The problem isn’t new, however.
Nutritionist and University of Montreal professor Michel Sanscartier said part of the issue is the way food budgets figure into the way Quebec measures hospital’s performance. He said that has already led to so many cuts and a lack of inflation indexing that food budgets are now stretched beyond their limits.
"Every year we have to cut because we don't have the indexation so since food costs more we need to have more money," Sanscartier said.
It's not awful but it's not great, either: patient
The province’s professional order of dietitians has been asking the health minister to intervene for some time, Sanscartier said.
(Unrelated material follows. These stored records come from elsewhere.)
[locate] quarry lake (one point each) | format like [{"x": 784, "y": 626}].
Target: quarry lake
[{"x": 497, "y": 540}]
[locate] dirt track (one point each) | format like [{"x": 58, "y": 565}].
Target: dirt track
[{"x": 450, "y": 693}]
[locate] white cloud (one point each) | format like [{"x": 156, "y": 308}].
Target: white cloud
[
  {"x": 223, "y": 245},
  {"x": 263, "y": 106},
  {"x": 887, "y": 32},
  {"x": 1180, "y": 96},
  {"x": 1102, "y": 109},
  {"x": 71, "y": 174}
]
He is calling for the government to revise the way it measures health care centre performance.
He said an average of $1.60 a meal is a drop in the bucket compared to the $7.76 a day the order of dietitians has calculated to be the average spent on food by healthy Quebecers.
Francine Charbonneau, Quebec’s minister responsible for seniors, said the government’s figures are a bit different. She said hospitals and CHSLDs spend $6.38 a day per patient on food; she added that bulk buying helps reduce costs.
Members of the order of dietitians said that institutions have begun cutting more expensive items like yogurt and cheese to compensate for the cuts.
Each hospital is responsible for its menus, and as a result, some feed their patients better than others. “It’s not horrible, but it’s not great either,” one patient commenting on the food at St-Luc Hospital told Radio-Canada.
Health Minister Gaétan Barrette said on Friday that he wanted to take more time to look at the situation before commenting.